Depends upon how warm the water is.

I can’t add anything more to this.

Another bad analogy. An individual atheist saying he doesn’t want to be prayed for is different than Jews making it crystal clear they don’t want retroactive baptism, as if Jews are a monolithic group with an official spokesperson. Simon was a secular Jew, maybe he would have appreciated the sentiment, maybe not. If they were singling out Jews, I might agree with you, but they do this to non-Mormons of all flavors.

My understanding is that they do try to do this for almost everyone. As an atheist, I wouldn’t really care. What my survivors think is up to them.

Nobody claims it affects Mr. Wiesenthal; he’s dead. Yet we generally respect the wishes of people who are dead, notwithstanding that they cannot be affected, mainly because to do otherwise annoys the living - like the dead person’s friends and relations.

For example, as a society we implement people’s wills, we ask them to fill out organ donation cards, burial arrangements are made in advance, and the like. Why not just grind the dead guy up for pet food? After all, they are dead, and cannot care.

The reason is that - as a society, religious and athiest alike - we generally find it good manners to respect the wishes of dead people, as a general rule, insofar as they are expressed, and the wishes of the living conserning dead relations.

The reason why the forced baptisms of the middle ages are mentioned is not to make an analogy, but rather to explain the cultural history behind why baptising Jews - even dead Jews - is not considered an act of respect in the Jewish community. No-one seriously argues that what Mormons do is equivalent to some medieval inquisitor.

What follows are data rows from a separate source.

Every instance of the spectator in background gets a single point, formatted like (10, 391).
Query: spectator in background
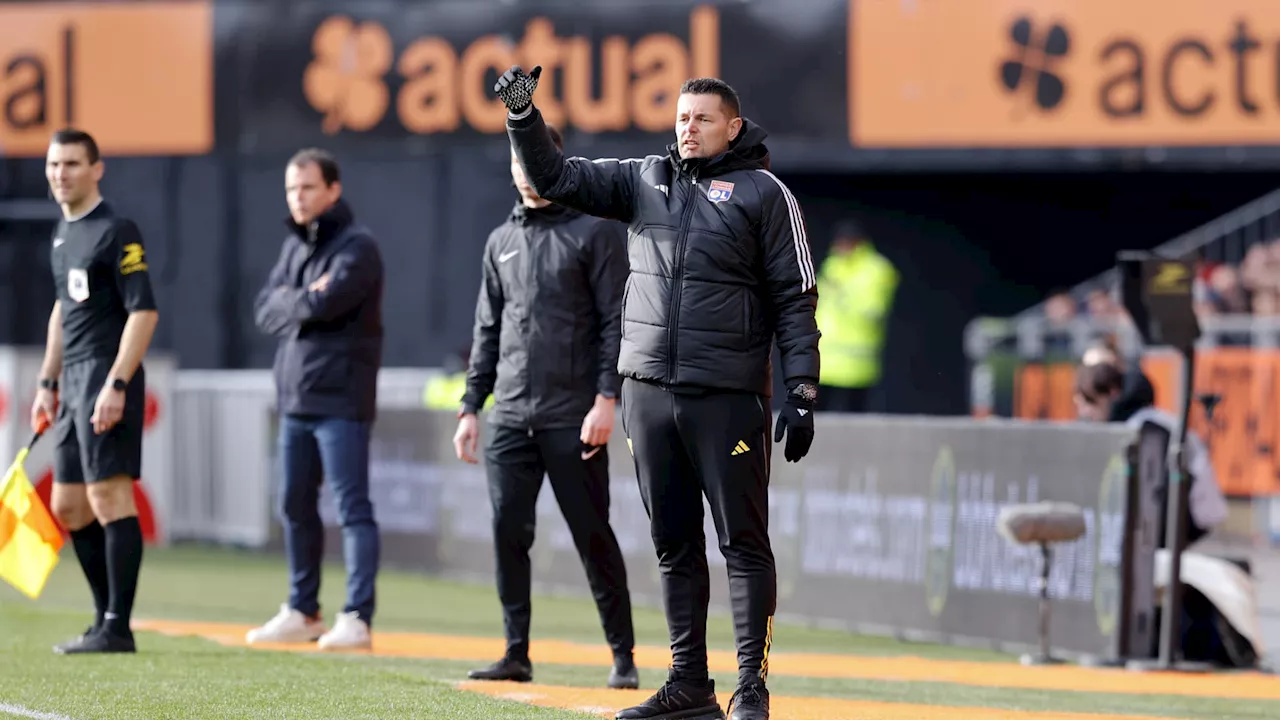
(856, 286)
(1060, 308)
(1136, 391)
(1221, 292)
(1060, 313)
(1098, 391)
(1102, 306)
(1260, 276)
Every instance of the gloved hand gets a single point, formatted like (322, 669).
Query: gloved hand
(516, 89)
(796, 420)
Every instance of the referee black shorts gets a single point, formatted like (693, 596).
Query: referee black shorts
(83, 456)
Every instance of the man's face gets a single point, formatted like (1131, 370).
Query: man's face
(307, 194)
(517, 176)
(72, 178)
(703, 130)
(1093, 409)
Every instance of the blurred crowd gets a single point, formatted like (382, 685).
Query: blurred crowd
(1251, 287)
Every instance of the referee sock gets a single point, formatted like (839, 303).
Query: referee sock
(123, 561)
(90, 543)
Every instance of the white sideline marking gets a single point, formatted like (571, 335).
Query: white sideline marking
(33, 714)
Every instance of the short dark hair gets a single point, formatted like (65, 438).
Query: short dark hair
(1097, 381)
(323, 159)
(556, 136)
(72, 136)
(714, 86)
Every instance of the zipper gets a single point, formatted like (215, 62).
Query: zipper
(528, 335)
(677, 281)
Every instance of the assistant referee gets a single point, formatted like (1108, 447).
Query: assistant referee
(94, 383)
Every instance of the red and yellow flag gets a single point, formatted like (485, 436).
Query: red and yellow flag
(30, 540)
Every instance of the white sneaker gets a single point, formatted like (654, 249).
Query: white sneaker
(287, 627)
(348, 633)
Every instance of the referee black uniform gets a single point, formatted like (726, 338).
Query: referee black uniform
(720, 268)
(545, 346)
(101, 278)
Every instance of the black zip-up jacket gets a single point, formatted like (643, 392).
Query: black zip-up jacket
(720, 260)
(330, 341)
(547, 320)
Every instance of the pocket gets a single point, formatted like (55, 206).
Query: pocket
(325, 372)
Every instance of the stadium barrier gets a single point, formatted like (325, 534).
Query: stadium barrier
(1025, 369)
(887, 527)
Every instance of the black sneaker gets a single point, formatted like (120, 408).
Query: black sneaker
(625, 675)
(750, 702)
(100, 641)
(677, 700)
(506, 669)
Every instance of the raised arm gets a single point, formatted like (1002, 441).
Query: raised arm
(603, 187)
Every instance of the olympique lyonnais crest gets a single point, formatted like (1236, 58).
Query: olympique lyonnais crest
(720, 191)
(77, 285)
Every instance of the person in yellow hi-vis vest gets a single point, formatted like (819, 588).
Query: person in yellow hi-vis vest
(855, 292)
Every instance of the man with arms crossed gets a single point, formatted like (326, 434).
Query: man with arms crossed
(547, 345)
(720, 267)
(94, 383)
(324, 302)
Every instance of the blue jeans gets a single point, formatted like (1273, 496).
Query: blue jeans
(312, 450)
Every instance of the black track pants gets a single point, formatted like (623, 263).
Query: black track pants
(716, 445)
(515, 463)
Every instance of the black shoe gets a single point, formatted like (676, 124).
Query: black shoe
(99, 641)
(624, 677)
(677, 700)
(506, 669)
(750, 702)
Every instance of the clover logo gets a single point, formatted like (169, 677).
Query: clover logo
(1033, 62)
(344, 81)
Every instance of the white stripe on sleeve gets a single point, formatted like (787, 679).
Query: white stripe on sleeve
(808, 278)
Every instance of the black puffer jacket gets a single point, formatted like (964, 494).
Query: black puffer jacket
(720, 261)
(330, 341)
(547, 324)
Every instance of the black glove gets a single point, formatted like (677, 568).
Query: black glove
(796, 420)
(516, 89)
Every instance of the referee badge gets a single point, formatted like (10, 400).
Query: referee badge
(720, 191)
(77, 285)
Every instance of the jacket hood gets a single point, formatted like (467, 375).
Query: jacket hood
(553, 213)
(745, 153)
(327, 226)
(1136, 393)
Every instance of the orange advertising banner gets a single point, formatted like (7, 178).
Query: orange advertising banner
(1043, 73)
(137, 76)
(1243, 434)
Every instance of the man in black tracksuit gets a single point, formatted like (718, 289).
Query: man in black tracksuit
(545, 345)
(720, 267)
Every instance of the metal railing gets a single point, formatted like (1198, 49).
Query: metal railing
(1223, 240)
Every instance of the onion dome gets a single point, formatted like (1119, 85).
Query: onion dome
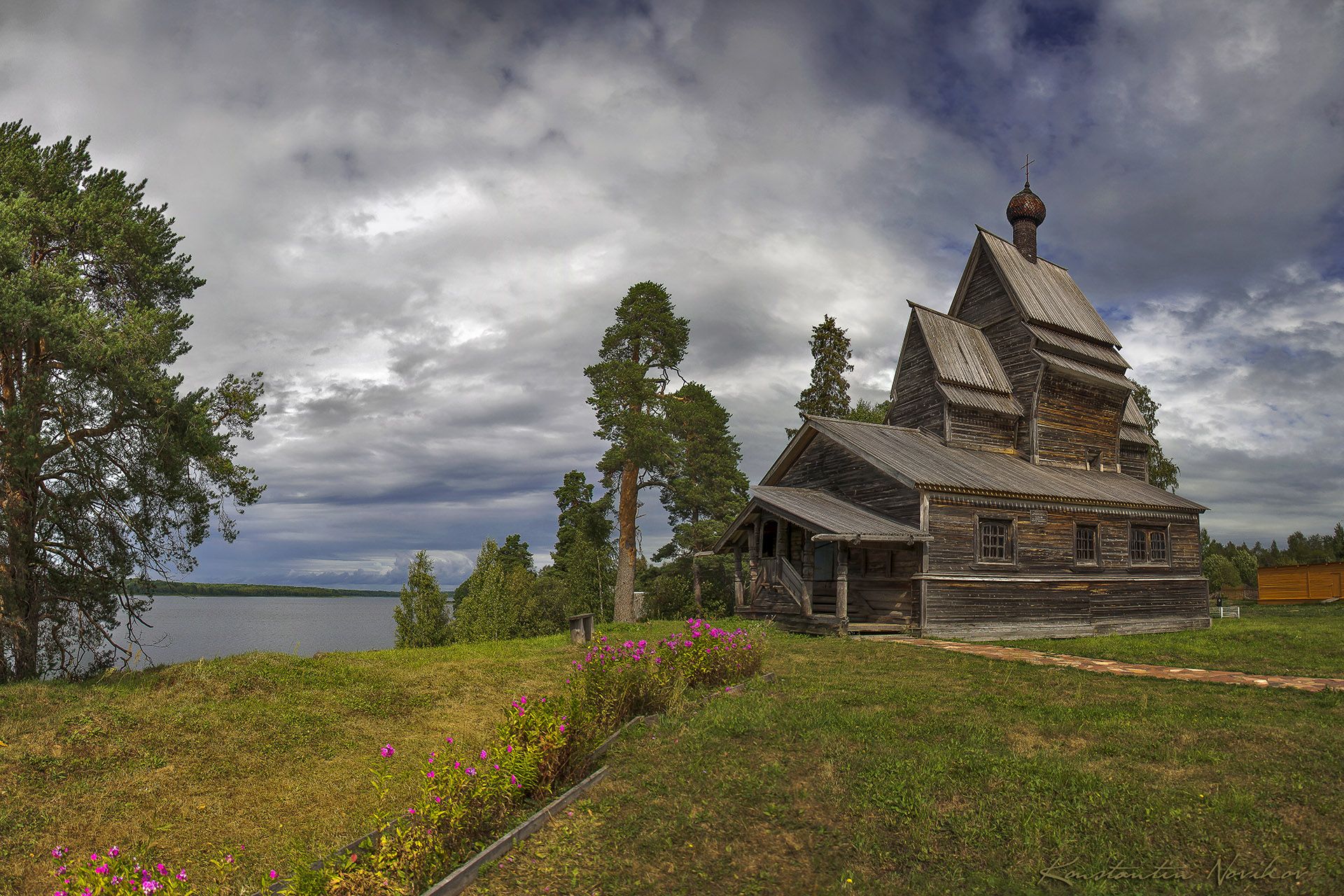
(1026, 204)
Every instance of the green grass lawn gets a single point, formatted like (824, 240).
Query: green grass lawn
(1301, 640)
(265, 751)
(864, 767)
(886, 769)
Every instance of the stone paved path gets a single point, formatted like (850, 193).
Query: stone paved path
(1116, 668)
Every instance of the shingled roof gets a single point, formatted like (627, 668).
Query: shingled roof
(827, 514)
(1133, 428)
(1046, 293)
(968, 370)
(923, 461)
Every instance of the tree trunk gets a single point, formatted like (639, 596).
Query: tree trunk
(625, 519)
(695, 582)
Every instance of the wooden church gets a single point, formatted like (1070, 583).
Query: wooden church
(1004, 498)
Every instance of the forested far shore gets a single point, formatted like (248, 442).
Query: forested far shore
(222, 589)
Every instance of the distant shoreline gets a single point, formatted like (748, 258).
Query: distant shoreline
(239, 590)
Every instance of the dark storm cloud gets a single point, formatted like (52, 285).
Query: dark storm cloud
(417, 218)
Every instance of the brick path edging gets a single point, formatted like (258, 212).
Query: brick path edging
(1117, 668)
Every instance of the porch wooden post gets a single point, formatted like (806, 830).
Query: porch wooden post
(843, 582)
(753, 561)
(808, 573)
(737, 577)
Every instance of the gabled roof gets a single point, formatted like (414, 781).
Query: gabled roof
(1133, 416)
(968, 371)
(823, 514)
(961, 352)
(981, 400)
(924, 463)
(1133, 428)
(1044, 292)
(1085, 371)
(1081, 348)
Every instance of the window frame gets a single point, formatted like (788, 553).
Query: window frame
(1096, 531)
(1148, 530)
(1009, 558)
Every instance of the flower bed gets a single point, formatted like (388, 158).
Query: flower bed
(465, 797)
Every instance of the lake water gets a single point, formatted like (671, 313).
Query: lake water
(219, 626)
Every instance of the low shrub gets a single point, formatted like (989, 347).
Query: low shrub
(464, 797)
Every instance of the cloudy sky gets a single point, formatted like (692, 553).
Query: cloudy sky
(417, 219)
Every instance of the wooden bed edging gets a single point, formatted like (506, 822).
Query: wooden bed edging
(536, 822)
(464, 875)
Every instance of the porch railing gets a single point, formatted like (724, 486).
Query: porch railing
(778, 571)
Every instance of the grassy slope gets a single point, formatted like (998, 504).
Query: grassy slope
(258, 750)
(1304, 640)
(892, 766)
(876, 767)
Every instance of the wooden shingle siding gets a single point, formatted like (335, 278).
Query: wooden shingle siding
(825, 465)
(1075, 418)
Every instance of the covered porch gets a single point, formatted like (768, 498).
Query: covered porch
(813, 562)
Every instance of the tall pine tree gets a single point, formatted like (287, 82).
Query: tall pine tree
(111, 472)
(1161, 470)
(705, 488)
(629, 397)
(828, 394)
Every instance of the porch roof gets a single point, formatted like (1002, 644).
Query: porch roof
(830, 517)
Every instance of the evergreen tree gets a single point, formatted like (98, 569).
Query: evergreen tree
(517, 555)
(422, 613)
(109, 470)
(705, 488)
(1221, 573)
(582, 559)
(1245, 564)
(629, 397)
(869, 413)
(1161, 470)
(828, 394)
(495, 598)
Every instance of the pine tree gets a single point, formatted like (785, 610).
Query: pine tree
(1161, 470)
(492, 603)
(422, 613)
(109, 470)
(869, 413)
(706, 488)
(629, 397)
(828, 394)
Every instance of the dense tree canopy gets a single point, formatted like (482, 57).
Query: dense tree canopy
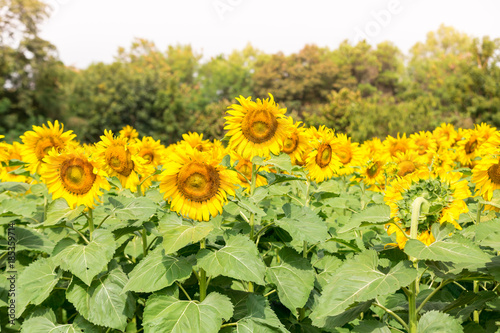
(360, 89)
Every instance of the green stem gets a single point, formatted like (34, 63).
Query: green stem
(91, 222)
(412, 295)
(441, 285)
(475, 314)
(144, 242)
(392, 313)
(202, 277)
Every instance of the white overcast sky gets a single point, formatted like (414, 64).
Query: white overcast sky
(87, 31)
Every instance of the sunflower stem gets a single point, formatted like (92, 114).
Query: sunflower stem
(144, 242)
(91, 223)
(202, 277)
(412, 295)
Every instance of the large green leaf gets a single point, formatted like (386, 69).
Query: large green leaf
(239, 259)
(157, 271)
(44, 325)
(28, 239)
(372, 214)
(456, 249)
(434, 321)
(168, 314)
(178, 233)
(103, 302)
(293, 277)
(86, 261)
(58, 210)
(254, 315)
(303, 224)
(358, 280)
(36, 283)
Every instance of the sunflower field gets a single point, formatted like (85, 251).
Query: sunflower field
(278, 227)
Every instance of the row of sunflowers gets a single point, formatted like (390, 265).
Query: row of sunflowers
(313, 231)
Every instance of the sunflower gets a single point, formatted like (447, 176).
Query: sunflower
(195, 183)
(72, 175)
(121, 160)
(349, 153)
(321, 162)
(244, 168)
(129, 133)
(37, 143)
(392, 146)
(296, 142)
(256, 128)
(13, 152)
(445, 195)
(486, 175)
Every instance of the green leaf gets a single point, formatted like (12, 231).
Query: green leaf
(358, 280)
(434, 321)
(293, 278)
(28, 239)
(36, 283)
(372, 214)
(303, 224)
(157, 271)
(86, 261)
(44, 325)
(103, 302)
(168, 314)
(239, 259)
(456, 249)
(140, 208)
(178, 233)
(371, 326)
(58, 210)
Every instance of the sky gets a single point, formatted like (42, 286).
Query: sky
(87, 31)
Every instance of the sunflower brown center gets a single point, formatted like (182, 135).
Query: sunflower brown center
(494, 173)
(120, 160)
(198, 182)
(373, 170)
(291, 143)
(324, 155)
(246, 169)
(77, 175)
(259, 126)
(44, 145)
(471, 146)
(344, 154)
(406, 167)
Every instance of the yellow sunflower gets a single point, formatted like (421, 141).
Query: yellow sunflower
(195, 184)
(120, 159)
(244, 168)
(445, 194)
(349, 153)
(486, 175)
(72, 175)
(37, 143)
(13, 152)
(321, 162)
(129, 133)
(256, 128)
(296, 142)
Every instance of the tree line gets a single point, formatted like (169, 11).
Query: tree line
(360, 89)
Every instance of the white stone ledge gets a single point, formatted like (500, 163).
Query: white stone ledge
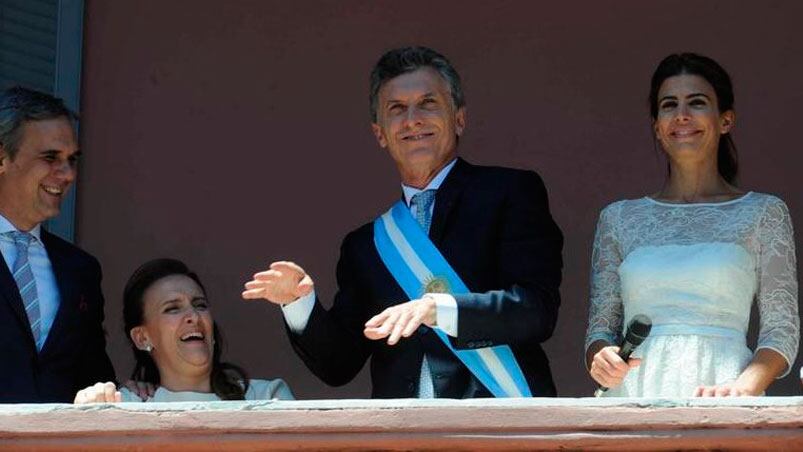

It is actually worse than just pissing. Throughout history various Christians, in an attempt to be helpful no doubt, have forcibly baptized Jews and even killed or tortured those who resisted. It was all done out of a great concern for the person.

Mormons get very offended by being called a cult. This is worse since it is not just words from their point of view.
Respect is defined by the person at the other end of the action. If I piss on the grave of a mother of a Mormon (I was thinking of this exact analogy) it is disrespectful whether of not I sincerely believe that it is symbolic of something good. Or is this okay if the pisser is an actual believer in the Church of the Golden Shower?